Frankfurt – Germany’s mechanical and plant engineering sector risks losing its position as an “innovation hub” unless business conditions improve rapidly, industry association the VDMA has warned.
And, speaking at the association’s annual press conference 10 Dec, VDMA president Bertram Kawlath pointed out that “innovation only takes place where production occurs.”
While the sector is determined to maintain its production in the domestic market, Kawlath believes this will not be possible if operating conditions continue to deteriorate.
Morever, according to Kawlath said, in the absence of “genuine, far-reaching [government policy] reforms”, more research, production and innovation will “shift abroad”.
Pointing to average corporate taxes of around 30%, the VDMA leader said Germany was increasingly uncompetitive internationally, particularly when combined with a comparatively inflexible labour market.
“We are in global competition with countries that also have many bright minds – who work longer hours and whose companies pay considerably less tax,” said Kawlath.
Federal government, he said, should reduce corporate taxes more quickly than agreed in the coalition programme and introduce a weekly, rather than daily, maximum working time.
Extending working lives and reforming social security are also essential, Kawlath warning that Germany was heading towards a government spending ratio of more than 50%.
“This is ‘regulatory madness’ that burdens both employees and companies and stifles innovation,” Kawlath said.
The president also rejected current plans for a law requiring compliance with collective agreements, arguing that it would increase bureaucracy and place a disproportionate burden on SMEs.
“Instead of implementing measures that reduce costs and bureaucracy, the federal minister of labour is introducing a law that will create even more red tape,” said Kawlath.
SMEs, he added, would be forced to prove compliance even when they already offer good working conditions and wages.
R&D, production, employment
Despite the pressure, Germany remains the most important location for the sector’s future viability, Kawlath said.
According to VDMA data, 84% of R&D activities by mostly medium-sized companies are still carried out domestically.

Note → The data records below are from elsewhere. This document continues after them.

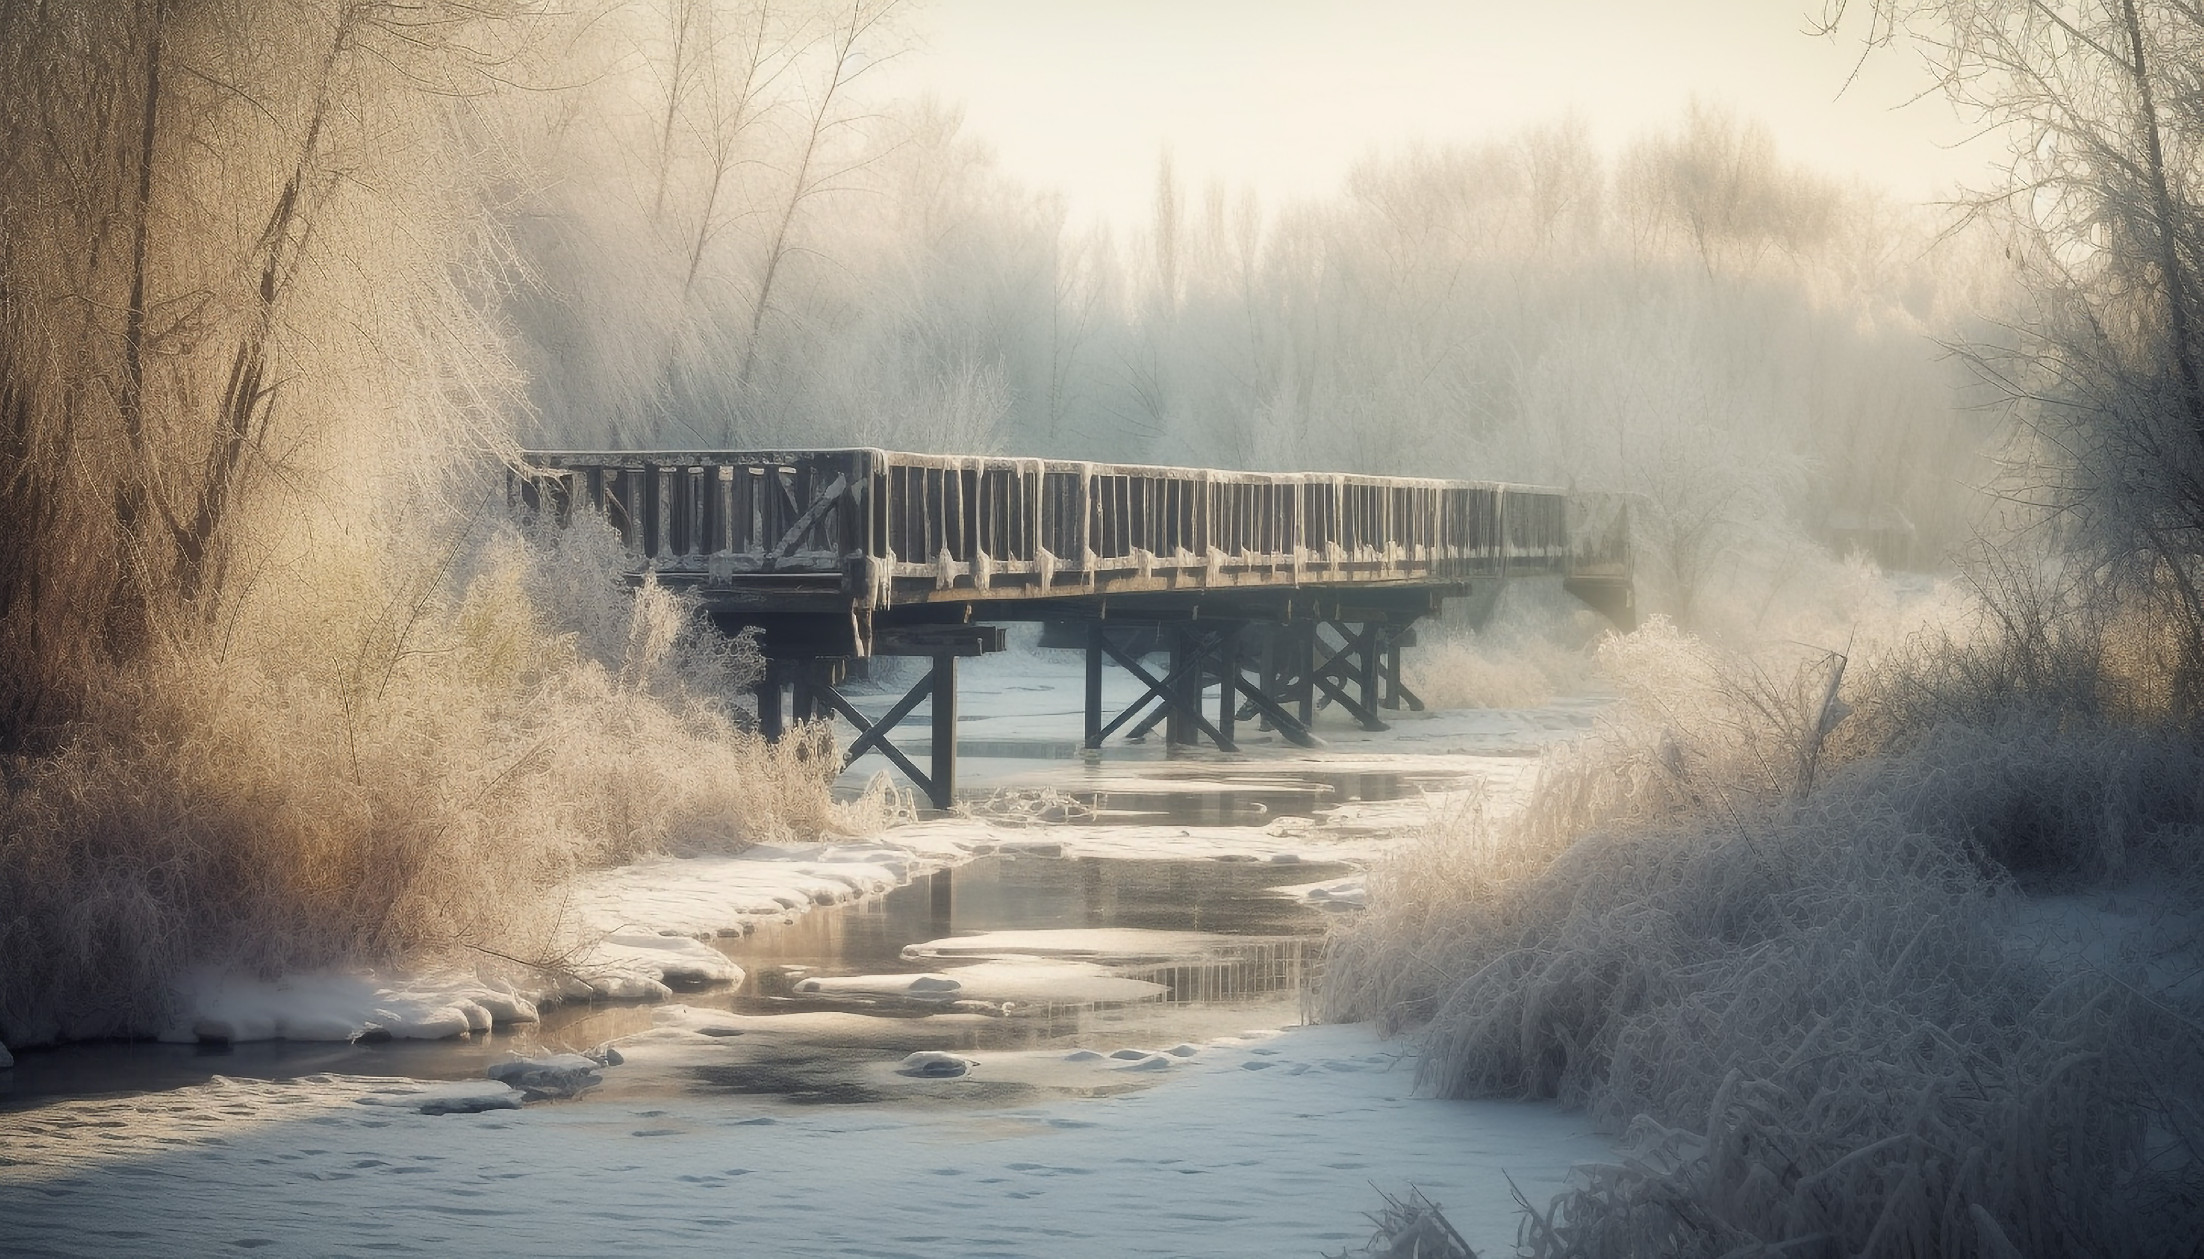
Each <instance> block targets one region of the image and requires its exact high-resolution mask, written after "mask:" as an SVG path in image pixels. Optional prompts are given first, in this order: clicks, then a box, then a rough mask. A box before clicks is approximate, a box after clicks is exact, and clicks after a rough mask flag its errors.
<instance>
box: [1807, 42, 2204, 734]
mask: <svg viewBox="0 0 2204 1259" xmlns="http://www.w3.org/2000/svg"><path fill="white" fill-rule="evenodd" d="M1849 9H1851V13H1847V4H1845V2H1840V0H1838V2H1834V4H1832V7H1829V13H1827V22H1829V29H1832V31H1856V33H1860V35H1865V40H1867V42H1869V46H1882V44H1891V42H1900V40H1904V42H1911V44H1913V46H1920V49H1926V51H1929V53H1931V64H1933V66H1935V71H1937V75H1940V82H1942V86H1944V90H1946V95H1951V99H1955V101H1957V104H1962V106H1966V108H1970V110H1975V112H1977V115H1979V119H1981V121H1984V123H1986V126H1988V128H1992V130H1995V132H1999V134H2003V139H2006V143H2008V159H2006V165H2003V174H2006V181H2003V183H2001V185H1999V187H1990V190H1984V192H1981V196H1979V201H1977V209H1979V214H1981V216H1984V218H1992V220H1997V223H1999V225H2003V227H2008V229H2010V256H2012V265H2014V267H2017V271H2019V282H2021V287H2023V289H2025V291H2028V293H2030V295H2032V304H2030V309H2028V311H2025V313H2023V318H2019V320H2017V326H2014V329H2012V335H2010V337H2006V340H2003V342H2001V344H1990V346H1977V348H1975V351H1973V357H1975V362H1977V364H1979V366H1981V370H1984V375H1986V377H1988V379H1990V381H1995V384H1997V386H1999V388H2001V390H2003V392H2006V397H2008V399H2010V401H2012V403H2014V415H2017V417H2019V419H2021V423H2023V426H2025V430H2028V437H2030V441H2025V443H2023V448H2021V452H2019V456H2017V459H2014V470H2012V472H2014V489H2017V494H2019V496H2023V498H2028V501H2032V503H2034V505H2036V507H2041V509H2043V512H2045V514H2048V518H2050V520H2054V527H2056V531H2059V534H2061V536H2065V538H2070V540H2072V542H2076V545H2078V547H2083V551H2085V553H2087V556H2089V560H2092V562H2094V564H2096V569H2098V571H2100V573H2103V575H2105V578H2107V580H2109V593H2120V595H2125V598H2140V600H2142V602H2144V604H2149V606H2153V609H2158V613H2162V622H2164V624H2169V626H2175V635H2173V639H2175V642H2173V644H2171V659H2167V661H2164V664H2167V666H2169V670H2171V677H2173V690H2175V695H2173V701H2175V706H2178V708H2180V710H2184V712H2191V714H2193V712H2197V710H2200V706H2204V77H2200V68H2204V11H2200V9H2197V7H2195V4H2189V2H2180V0H1854V4H1851V7H1849ZM1847 18H1849V26H1847ZM2153 615H2156V613H2153Z"/></svg>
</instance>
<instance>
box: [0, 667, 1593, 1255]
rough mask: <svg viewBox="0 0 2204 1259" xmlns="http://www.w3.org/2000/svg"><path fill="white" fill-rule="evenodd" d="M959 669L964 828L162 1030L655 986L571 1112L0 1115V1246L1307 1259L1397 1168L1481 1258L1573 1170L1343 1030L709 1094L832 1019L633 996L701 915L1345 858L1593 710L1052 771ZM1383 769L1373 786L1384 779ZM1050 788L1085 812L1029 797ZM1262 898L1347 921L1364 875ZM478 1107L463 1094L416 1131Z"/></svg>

“Unfortunately, the trend is that companies expect to expand their research expenditures abroad more than at home,” he said, noting that this was particularly true for large companies.
As a result, “pressure on Germany and Europe as hubs of innovation is growing”, with bureaucracy “hanging like a millstone” around companies’ necks.
While he welcomed recent steps such as the expansion of the research allowance and the 'high-tech agenda', Kawlath said implementation now needed to move “just as quickly” as plans to digitalise Germany.
The VDMA chief noted that production will is expected to see a 5% year-on-year decline in 2025, meaning output will have fallen for 12 consecutive quarters by the fourth quarter of the year.
“This puts the situation comparable to the severe recession of the early 1990s,” Kawlath said, when the sector endured 13 straight quarters of decline.
Capacity utilisation currently stands at 78.3%, well below the long-term average of just over 85%.
A 1% increase is forecast for 2026, but Kawlath said this would still fall short of “genuine growth momentum”.
Employment in companies with more than 50 employees fell 2.4% year-on-year to just over 1 million in September. At the same time, the number of employees on short-time work rose 27% to 41,000 in August.
“Our companies want to retain their core workforce,” Kawlath said, "while continuing to seek skilled workers to address demographic change."
He called for the abolition of early retirement at 63 and easier access for skilled workers from abroad.
Tariffs and China add pressure
Trade policy remains a major challenge, according to the VDMA leader.
Nearly 47% of VDMA members surveyed reported a fall in orders from the US since April, following steel and aluminium tariffs expected to affect around 56% of machinery exports to the country.
“These tariffs are poison for both trading partners,” Kawlath said, adding that two-thirds of companies expect revenue losses, with almost half estimating declines of more than 10%. Only around a quarter believe they can meet the associated reporting requirements.
Competition from China poses an even greater challenge, Kawlath said, urging stronger EU market surveillance to prevent non-compliant products from entering the bloc. He also called for faster progress on free trade agreements, particularly with Mercosur and India.
With the EU’s 2040 climate targets approaching, Kawlath said Europe must remain a strong domestic market for hydrogen, wind and storage technologies while defending itself against unfair competition and avoiding “new dependencies”.